Zürich muss sparen. Stehen wir vor vier mageren Jahren?
Die Stadtkasse ist mitnichten ein Sanierungsfall. Die Herausforderungen sind grösser geworden, aber bewältigbar – wenn wir jetzt handeln, was wir auch tun. Wir haben für schwierige Zeiten Eigenkapital angespart und haben davon noch über 600 Millionen Franken.

Welchen Luxus leisten Sie sich, seit Sie Stadtpräsidentin sind?
Einen neuen Kleiderschrank. Als Stadtpräsidentin habe ich eine grössere Garderobe als vorher.

Was machen Sie heute besser als vor vier Jahren?
Ich kenne meine Arbeit viel besser. Die erste Stadtratssitzung, an der ich teilnahm, musste ich gleich leiten. Ein steiler Einstieg.
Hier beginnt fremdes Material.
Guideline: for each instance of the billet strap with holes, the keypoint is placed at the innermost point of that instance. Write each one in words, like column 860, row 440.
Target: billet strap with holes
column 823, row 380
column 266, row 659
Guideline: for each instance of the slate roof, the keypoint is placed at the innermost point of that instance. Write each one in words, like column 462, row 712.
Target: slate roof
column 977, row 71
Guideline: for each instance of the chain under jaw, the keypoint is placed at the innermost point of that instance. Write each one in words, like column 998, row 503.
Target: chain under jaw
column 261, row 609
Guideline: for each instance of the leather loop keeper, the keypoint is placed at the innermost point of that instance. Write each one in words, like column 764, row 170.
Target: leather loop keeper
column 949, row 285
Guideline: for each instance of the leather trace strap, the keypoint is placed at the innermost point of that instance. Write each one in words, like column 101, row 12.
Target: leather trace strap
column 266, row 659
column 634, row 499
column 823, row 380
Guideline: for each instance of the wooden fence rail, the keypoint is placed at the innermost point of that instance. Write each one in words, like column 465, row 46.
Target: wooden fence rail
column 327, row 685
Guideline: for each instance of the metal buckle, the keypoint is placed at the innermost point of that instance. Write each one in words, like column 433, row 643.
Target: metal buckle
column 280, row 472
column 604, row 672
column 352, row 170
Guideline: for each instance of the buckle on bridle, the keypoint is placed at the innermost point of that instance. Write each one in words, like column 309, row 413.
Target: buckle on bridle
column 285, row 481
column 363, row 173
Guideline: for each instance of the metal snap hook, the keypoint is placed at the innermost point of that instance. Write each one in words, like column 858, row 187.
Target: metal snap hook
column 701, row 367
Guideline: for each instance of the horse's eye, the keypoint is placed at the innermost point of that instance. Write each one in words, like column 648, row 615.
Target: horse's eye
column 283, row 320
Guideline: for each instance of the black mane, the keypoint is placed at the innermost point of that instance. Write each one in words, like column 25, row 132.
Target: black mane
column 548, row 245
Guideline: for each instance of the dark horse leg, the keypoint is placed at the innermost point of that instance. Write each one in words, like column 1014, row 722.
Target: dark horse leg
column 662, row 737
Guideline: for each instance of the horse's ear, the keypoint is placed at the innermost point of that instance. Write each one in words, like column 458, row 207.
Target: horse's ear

Ich hatte eine grosse Herausforderung gesucht, war mir aber auch bewusst, dass es eine gewisse Zeit brauchen würde, um mich ins Amt einzuarbeiten. Das erste Jahr war ein Lehrjahr, heute bin ich ganz drin im Amt.

Sie sagten mal im Scherz, dass Sie es jeden Tag bereuen würden, Stadtpräsidentin geworden zu sein. Was bereuen Sie wirklich?
Nichts, ich wollte immer schon so leben, dass es für mich in der Gegenwart stimmt. Es war mir immer wichtig, nicht einem Ziel hinterherzurennen und dabei das Leben zu verpassen und dann später etwas bereuen zu müssen.